= Line doubler =

Video technology

A line doubler is a device or algorithm used to deinterlace video signals prior to display on a progressive scan display.

== Function ==
The main function of a deinterlacer is to take an interlaced video frame which consists of 60 two-field interlaced fields of an NTSC analogue video signal or 50 fields of a PAL signal, and create a progressive scan output.

Cathode ray tube (CRT) based displays (both direct-view and projection) are capable of directly displaying both interlaced and progressive video, and therefore the line-doubling process is an optional step to enhance picture quality. Other types of displays are fixed pixel displays, including LCD displays, plasma displays, DLP projectors, and OLED displays, which are not scanned from top left to bottom right corners and generally cannot accept an interlaced signal directly, and so require some kind of deinterlacing. Often, this is built in to the display and transparent to the user. Progressive scan DVD players also feature a deinterlacer.

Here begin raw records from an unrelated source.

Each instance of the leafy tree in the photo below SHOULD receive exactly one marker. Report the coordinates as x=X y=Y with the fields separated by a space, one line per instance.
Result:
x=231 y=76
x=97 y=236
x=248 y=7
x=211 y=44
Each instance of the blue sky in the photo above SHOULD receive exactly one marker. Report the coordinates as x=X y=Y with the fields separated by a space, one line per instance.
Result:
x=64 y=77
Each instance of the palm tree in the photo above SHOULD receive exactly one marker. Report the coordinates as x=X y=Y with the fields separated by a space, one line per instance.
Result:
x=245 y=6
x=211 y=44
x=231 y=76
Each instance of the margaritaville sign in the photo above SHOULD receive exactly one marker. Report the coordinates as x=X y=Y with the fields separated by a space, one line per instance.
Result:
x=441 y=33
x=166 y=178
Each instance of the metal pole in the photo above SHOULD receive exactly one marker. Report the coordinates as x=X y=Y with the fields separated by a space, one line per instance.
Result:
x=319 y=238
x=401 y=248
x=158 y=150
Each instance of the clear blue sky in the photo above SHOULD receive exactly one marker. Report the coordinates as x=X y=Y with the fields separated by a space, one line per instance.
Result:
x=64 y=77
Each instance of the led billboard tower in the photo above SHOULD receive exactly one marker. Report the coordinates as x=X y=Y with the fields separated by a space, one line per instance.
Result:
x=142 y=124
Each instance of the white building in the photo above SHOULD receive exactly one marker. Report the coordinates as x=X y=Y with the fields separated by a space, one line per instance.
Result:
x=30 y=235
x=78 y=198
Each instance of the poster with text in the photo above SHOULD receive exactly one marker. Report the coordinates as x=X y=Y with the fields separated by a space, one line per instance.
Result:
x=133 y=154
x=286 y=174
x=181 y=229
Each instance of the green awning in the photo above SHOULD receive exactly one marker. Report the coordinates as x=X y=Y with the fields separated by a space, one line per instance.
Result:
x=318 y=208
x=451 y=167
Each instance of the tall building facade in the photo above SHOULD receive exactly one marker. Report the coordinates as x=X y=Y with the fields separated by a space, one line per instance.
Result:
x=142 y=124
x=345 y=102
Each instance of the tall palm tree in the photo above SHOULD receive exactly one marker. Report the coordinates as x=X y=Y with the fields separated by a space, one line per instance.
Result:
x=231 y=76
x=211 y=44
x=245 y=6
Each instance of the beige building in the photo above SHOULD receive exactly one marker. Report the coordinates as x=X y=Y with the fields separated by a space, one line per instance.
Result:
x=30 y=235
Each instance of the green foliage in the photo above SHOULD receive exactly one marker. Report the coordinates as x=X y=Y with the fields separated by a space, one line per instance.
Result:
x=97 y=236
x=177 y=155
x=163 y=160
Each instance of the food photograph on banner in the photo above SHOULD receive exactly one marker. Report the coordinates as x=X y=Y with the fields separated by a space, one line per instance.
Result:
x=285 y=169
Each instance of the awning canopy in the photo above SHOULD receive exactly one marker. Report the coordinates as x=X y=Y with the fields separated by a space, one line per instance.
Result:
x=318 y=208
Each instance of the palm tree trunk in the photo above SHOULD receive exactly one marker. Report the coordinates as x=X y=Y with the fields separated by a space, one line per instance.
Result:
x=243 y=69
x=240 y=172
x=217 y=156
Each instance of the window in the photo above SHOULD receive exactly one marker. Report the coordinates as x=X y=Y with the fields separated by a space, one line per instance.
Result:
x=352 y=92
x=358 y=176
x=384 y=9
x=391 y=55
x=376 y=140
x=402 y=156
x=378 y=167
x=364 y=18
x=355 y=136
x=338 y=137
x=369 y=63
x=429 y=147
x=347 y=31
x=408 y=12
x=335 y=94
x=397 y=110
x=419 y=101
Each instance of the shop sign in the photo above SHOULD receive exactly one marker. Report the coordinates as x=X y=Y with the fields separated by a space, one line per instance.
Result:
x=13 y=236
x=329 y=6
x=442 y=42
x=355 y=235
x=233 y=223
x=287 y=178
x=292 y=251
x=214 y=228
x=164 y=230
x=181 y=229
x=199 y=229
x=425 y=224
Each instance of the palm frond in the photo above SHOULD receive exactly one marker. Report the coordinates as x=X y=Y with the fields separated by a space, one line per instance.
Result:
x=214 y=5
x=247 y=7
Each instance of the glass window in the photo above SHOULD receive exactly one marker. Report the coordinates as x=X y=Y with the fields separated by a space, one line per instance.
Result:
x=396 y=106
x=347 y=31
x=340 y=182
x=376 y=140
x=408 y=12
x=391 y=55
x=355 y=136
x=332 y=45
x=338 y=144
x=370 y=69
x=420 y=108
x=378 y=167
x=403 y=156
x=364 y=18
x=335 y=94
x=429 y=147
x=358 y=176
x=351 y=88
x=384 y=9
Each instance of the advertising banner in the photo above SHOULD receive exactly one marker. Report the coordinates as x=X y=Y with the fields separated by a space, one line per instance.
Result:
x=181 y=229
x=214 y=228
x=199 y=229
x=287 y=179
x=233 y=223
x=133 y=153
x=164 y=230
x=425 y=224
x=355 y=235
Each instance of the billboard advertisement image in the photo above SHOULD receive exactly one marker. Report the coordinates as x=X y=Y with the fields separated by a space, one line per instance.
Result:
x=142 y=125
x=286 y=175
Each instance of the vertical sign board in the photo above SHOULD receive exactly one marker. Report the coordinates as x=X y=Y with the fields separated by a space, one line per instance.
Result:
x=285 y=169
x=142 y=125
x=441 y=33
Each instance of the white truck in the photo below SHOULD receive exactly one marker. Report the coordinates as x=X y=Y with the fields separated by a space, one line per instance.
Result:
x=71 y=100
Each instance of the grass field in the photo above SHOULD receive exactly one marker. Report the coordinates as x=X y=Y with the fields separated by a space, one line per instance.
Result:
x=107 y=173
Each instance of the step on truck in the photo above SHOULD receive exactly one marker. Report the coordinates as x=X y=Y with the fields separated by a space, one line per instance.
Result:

Line doubling is a literal way to deinterlace an interlaced signal, although the method used may differ. Typically the use of the term "line doubler" refers to a simple repeat of a scanline so that the lines in a field match the lines of a frame. However, this produces a "bobbing" effect and has led to this method of deinterlacing being referred to as "bob deinterlacing". An iteration on bob deinterlacing is to average adjacent scanlines of two frames which can produce a smoother, although blurrier, image. This technique is referred to as "blend deinterlacing".

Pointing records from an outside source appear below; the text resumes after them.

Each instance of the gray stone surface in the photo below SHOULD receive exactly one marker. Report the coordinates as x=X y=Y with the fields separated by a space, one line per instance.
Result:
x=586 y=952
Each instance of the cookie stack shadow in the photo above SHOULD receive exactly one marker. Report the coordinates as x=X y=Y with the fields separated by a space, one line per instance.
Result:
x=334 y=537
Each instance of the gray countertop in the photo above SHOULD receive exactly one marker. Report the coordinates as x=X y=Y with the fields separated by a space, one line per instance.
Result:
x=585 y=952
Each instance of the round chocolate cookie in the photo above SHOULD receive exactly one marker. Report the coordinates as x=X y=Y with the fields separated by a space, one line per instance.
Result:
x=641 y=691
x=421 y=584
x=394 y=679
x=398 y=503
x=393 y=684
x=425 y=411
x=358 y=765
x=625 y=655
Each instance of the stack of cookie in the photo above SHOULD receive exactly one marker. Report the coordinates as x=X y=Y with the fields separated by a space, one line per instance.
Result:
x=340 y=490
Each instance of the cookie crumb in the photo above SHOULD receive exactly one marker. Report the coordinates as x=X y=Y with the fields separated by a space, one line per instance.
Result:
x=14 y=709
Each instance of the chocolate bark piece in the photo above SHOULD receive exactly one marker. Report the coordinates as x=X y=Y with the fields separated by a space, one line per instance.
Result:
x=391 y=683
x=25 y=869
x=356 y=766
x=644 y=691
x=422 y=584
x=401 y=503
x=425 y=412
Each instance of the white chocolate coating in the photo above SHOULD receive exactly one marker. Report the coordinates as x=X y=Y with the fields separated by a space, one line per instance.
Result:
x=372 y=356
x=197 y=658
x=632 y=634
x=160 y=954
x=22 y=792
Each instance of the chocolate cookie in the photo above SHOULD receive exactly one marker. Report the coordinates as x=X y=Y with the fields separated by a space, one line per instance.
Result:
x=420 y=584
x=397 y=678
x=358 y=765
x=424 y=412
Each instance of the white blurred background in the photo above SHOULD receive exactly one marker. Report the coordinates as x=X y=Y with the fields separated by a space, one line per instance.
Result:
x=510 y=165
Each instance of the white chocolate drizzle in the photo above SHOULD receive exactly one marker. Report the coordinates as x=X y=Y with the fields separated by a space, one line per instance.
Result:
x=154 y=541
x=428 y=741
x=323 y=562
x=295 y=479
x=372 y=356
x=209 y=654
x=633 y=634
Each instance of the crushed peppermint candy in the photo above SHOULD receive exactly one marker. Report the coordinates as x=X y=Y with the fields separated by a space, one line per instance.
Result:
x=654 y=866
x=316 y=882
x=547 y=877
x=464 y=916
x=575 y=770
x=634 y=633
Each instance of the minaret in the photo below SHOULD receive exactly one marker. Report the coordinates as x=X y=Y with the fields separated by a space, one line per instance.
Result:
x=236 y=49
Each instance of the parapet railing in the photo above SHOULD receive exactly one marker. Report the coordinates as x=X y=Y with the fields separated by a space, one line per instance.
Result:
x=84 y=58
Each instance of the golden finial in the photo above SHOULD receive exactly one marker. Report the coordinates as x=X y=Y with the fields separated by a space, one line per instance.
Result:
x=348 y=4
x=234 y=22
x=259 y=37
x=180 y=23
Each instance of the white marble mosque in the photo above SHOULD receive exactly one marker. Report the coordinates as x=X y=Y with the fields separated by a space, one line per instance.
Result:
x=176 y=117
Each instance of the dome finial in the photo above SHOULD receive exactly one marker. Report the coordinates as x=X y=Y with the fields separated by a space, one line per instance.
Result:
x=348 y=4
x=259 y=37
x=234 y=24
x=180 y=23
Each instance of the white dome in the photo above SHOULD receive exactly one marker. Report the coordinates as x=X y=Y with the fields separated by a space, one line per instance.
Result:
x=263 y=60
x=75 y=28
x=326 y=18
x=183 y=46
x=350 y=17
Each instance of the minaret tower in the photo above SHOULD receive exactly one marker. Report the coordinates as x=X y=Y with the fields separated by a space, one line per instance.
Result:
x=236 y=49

Some line doublers are capable of using the former technique in moving areas and the latter in static areas (to avoid the "bob" effect), which improves overall sharpness.

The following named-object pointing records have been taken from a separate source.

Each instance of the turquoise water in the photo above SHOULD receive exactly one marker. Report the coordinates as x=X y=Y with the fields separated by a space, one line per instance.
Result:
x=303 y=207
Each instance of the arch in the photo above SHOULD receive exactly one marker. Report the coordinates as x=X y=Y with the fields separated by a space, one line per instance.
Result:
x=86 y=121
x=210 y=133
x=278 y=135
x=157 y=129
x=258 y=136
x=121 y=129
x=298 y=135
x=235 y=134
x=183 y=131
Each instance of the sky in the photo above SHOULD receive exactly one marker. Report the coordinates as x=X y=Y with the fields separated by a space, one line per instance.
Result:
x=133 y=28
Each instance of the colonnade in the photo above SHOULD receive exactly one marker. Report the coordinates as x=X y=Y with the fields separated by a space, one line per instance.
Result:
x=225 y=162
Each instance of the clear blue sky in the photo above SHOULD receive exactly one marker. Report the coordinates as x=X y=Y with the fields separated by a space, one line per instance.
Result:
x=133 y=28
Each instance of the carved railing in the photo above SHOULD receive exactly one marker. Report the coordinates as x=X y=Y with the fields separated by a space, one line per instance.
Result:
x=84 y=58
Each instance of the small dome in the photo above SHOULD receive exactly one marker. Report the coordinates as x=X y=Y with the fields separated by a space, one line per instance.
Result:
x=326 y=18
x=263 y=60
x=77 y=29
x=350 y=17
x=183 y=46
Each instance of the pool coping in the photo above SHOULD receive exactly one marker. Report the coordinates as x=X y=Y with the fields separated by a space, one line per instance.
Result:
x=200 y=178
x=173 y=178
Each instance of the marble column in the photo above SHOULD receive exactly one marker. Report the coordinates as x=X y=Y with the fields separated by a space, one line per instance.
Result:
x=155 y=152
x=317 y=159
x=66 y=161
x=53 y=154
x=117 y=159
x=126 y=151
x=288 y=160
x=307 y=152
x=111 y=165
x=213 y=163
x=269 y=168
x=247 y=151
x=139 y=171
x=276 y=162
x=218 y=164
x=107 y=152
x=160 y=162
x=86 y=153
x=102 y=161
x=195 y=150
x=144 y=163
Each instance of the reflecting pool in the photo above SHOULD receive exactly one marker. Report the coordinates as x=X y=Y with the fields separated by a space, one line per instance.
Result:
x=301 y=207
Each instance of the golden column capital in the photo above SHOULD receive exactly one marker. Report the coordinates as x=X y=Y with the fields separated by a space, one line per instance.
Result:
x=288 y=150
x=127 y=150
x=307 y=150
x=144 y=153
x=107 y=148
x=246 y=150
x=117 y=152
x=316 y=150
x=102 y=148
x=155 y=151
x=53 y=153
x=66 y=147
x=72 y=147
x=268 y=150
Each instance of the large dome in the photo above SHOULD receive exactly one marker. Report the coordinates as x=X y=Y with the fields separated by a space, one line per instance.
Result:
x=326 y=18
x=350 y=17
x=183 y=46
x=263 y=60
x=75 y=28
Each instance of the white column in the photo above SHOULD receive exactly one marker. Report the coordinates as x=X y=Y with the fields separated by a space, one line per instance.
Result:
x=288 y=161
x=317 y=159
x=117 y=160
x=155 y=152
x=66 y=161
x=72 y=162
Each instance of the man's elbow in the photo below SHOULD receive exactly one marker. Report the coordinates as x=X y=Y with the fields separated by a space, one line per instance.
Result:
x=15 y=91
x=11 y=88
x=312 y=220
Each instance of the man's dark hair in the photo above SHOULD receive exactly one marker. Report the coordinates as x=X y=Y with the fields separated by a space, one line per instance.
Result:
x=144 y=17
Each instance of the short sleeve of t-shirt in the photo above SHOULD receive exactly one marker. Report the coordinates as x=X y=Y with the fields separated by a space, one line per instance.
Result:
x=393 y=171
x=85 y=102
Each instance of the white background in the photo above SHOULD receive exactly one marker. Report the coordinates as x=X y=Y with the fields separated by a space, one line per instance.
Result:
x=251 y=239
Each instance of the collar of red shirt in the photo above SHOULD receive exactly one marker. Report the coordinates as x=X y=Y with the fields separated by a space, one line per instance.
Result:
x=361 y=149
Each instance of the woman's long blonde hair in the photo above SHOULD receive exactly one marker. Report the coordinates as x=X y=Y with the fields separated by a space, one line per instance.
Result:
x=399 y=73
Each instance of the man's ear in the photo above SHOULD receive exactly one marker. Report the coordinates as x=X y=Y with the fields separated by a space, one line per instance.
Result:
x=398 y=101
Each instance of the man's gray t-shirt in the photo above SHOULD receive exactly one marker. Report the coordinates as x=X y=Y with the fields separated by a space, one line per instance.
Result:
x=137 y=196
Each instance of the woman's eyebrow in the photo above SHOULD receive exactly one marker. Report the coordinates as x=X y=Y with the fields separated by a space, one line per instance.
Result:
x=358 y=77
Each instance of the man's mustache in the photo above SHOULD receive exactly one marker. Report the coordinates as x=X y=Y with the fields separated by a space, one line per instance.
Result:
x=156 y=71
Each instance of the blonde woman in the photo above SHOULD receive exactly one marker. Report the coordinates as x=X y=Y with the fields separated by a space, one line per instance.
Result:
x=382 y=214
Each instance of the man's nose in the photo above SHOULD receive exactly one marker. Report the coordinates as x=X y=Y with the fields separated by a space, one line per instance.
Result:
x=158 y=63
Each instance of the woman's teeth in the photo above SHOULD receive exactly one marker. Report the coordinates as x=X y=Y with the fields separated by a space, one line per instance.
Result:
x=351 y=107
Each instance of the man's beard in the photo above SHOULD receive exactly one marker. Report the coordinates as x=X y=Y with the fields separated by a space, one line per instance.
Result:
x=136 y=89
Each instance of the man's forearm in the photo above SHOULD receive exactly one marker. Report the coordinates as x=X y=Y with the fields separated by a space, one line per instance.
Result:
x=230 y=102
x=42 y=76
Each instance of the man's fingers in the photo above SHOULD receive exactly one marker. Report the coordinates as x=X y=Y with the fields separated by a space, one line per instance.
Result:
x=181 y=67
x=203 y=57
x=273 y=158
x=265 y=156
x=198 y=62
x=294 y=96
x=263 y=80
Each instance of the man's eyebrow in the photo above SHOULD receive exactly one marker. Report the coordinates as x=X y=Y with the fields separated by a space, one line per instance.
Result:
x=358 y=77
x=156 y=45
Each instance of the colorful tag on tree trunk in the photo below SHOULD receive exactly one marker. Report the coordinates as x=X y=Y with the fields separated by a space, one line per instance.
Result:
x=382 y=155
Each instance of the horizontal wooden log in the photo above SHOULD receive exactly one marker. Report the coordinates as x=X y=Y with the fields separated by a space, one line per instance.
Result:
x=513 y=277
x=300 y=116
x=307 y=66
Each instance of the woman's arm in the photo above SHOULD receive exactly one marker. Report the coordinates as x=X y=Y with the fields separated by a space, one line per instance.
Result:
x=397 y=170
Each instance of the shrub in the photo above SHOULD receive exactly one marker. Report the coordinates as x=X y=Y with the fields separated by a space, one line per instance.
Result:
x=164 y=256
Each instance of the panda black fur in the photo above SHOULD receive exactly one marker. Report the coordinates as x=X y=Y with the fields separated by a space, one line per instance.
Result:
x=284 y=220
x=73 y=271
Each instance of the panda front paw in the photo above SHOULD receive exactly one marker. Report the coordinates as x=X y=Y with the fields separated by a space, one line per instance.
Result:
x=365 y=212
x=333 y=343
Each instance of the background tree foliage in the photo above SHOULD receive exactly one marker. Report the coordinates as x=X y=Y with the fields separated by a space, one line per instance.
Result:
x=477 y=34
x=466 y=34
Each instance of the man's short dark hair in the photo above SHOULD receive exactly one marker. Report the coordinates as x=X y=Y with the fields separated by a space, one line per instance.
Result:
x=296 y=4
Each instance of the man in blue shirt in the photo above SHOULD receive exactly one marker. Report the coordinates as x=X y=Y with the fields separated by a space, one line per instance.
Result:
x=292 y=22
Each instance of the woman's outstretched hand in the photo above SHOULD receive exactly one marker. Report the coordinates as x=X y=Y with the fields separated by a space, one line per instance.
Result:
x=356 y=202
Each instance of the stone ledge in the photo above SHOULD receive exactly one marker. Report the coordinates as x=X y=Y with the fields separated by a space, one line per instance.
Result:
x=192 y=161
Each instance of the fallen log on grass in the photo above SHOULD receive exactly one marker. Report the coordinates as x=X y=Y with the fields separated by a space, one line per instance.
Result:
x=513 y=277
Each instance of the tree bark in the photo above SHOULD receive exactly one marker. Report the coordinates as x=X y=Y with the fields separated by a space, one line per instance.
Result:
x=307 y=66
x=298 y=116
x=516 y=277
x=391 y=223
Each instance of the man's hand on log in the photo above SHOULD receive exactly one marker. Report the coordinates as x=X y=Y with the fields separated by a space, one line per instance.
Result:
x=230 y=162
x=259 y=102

Even if a line doubler employs the merging method it cannot be considered an inverse telecine device if a frame rate of 60p other than the original 24p is obtained. From this aspect of view some hyped progressive scan technologies (including Pioneer's PureCinema Progressive Scan) bearing an inverse telecine insignia are thus overstated.

Line doublers have been replaced recently by video scalers which incorporate 3:2 pulldown removal and the ability to scale the image to the various screen resolutions used on modern projectors and displays. However, line doublers such as the Open Source Scan Converter have been developed to convert signals from older video game consoles and have found popularity among retro gaming enthusiasts due to their minimal contribution to input lag.